The Late Night Buddhist: Zen and the art of chainsaw maintenance

By Scott Taylor
Reader Columnist

As I write this, it’s late September and the season has come (probably long ago for those overachievers who aren’t into procrastination) for filling the shed with firewood. Despite the amount of work, dirt and sore muscles involved in cutting a winter’s supply of wood, it’s one of my favorite chores. 

There’s a certain zen to woodcutting — just the snarl of a two-cycle engine echoing through the woods and the smell of fresh wood chips to fill your senses. (Yes, I know they’re not eco-friendly, but I’ve always loved the smell of a two-cycle: a chainsaw, a dirt bike, a little outboard motor buzzing across a morning lake. I get nostalgic just thinking about it.)

Of course, your chainsaw only throws wood chips if your chain is sharp, otherwise it’ll just grind out sawdust. Herein lies another zen moment of woodcutting: sharpening your chain. A fresh, sharp-as-new chain is a joy to use, and methodically filing away — feeling the proper angle and number of strokes — is about as zen as it gets. 
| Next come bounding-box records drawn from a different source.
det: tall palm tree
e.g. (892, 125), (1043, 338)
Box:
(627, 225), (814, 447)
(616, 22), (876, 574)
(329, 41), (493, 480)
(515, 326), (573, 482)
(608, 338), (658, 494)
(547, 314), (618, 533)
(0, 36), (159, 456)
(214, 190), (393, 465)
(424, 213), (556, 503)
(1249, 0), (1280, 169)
I have friends who are experts at chain sharpening (Joe, the horse-logger/ timber framer; Mac, the wilderness surveyor; Mix, the quintessential country-boy/ mountain-man; Perry, my old-school-logger/talks-like-a-pirate neighbor), but I suck. 
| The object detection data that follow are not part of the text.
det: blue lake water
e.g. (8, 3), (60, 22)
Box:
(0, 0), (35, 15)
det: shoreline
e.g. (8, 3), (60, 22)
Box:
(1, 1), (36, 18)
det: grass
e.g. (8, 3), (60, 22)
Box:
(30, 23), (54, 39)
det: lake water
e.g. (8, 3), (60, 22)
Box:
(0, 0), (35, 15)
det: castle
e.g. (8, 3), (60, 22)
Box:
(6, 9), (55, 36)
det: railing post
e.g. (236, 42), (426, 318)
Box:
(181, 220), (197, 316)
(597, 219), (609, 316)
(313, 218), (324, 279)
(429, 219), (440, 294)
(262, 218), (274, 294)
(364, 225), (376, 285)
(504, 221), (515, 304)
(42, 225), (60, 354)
Back in southern-almost-Kentucky-Illinois, I met a guy who invited me to cut all the downed hickory, oak and ash out of his woods. I showed up one day with my little Stihl and proceeded to chew my way through a couple small limbs when Billy Ray (honestly, his name was Billy Ray, but not Cyrus; he looked more like Vince Herman of Leftover Salmon, complete with beer belly) came out of his trailer carrying a much larger saw with a bar as long as my leg. 

He said, “You’ll never get anywhere with that little thing. Here, use this one. It’s brand new — the biggest they make!”

Using that saw was like the difference between driving an old Volkswagen and top-fuel dragster. I was in woodcutting ecstasy. I sliced through 20-inch oak like Walter Payton through the Packers’ defensive line. I cut more wood than I could load just for the joy of it. I had wood chips in my shirt, in my boots, in my hair, in the neighbor’s hair…

And now all that was left was to split and stack (another zen moment) and look forward to luxuriating in the soul-satisfying (and free!) warmth of a wood fire on a cold winter day. 

It may sound counterintuitive to what we think of as “zen,” but using a well-designed, well-maintained piece of machinery can bring about that same feeling of satisfaction, enjoyment and contentment that sitting quietly or making a perfect brush stroke can. 

Whether on a cushion, on a mountain or at the controls of a loud piece of machinery, happiness is where you find it. Choose happy!